Mink Lungs Draws Bikinis and Sailor Suits to CB's Lounge
In her scruffy white tanktop topped with fake mink lungs, bassist Miss Frosty was certainly cool. Her sultry half-whisper, half-command propelled "Oscillator" into the sort of critical rant every Tom, Dick or Mary could pump a fist to. "Sensual Pleasure," a better and breathier reciprocation song than the Nails' "88 Lines About 44 Women," made the audience stare. Frosty traded bass for hula hoop, singing all the while and enticing an exceptionally smashed sailor to hula-hoop along. The poor boy couldn't quite handle it, though, and while Frosty spun lustfully, I found myself trying to avoid his thrusts.
Barefoot and sweaty and looking like the happy-go-lucky brother of Jack Black, guitarist Gian Carlo Feleppa tossed out frantic riffs on songs like "Silent Sex," which snappily praises interplanetary coitus. His shining moment came during "Demon Powers of Hell." Summoning up evil-preacher Jimmy Swaggart, Gian shook his cape and handheld light at bikini-clad waifs who giggled nervously. Cape Cod in hand, I cackled at them. Center stage, Tim Feleppa (Gian Carlo's half-brother) sang a different and more lovelorn tune in a Stephin Merritt-esque voice that makes me laugh and mope at the same time. His self-deprecatory pout reminds me of Imperial Bedroom-era Elvis Costello, pop enough to make anyone start twitching.

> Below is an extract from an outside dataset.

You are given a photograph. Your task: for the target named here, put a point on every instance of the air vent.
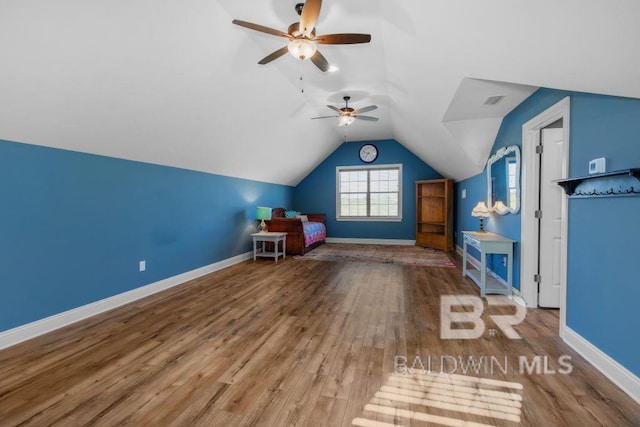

"Think of Me," the band's most melodic and bouncy ode to failed love, got the seafaring crowd sloshing along to I-hate-me refrains like "sorry I told you/that I love you." Drummer Tom went apeshit like Keith Moon. Halfway into the set, he stepped out from behind the kit to sing on the twangy ditty "Snail": "The world feels softer than eels, but we all know it's a prickly cactus/A rock band is good, as well it should, 'cause all we ever do is practice." In New York, home of studied disinterest, audiences feel the music, but fear the move. Mink Lungs will soon change that.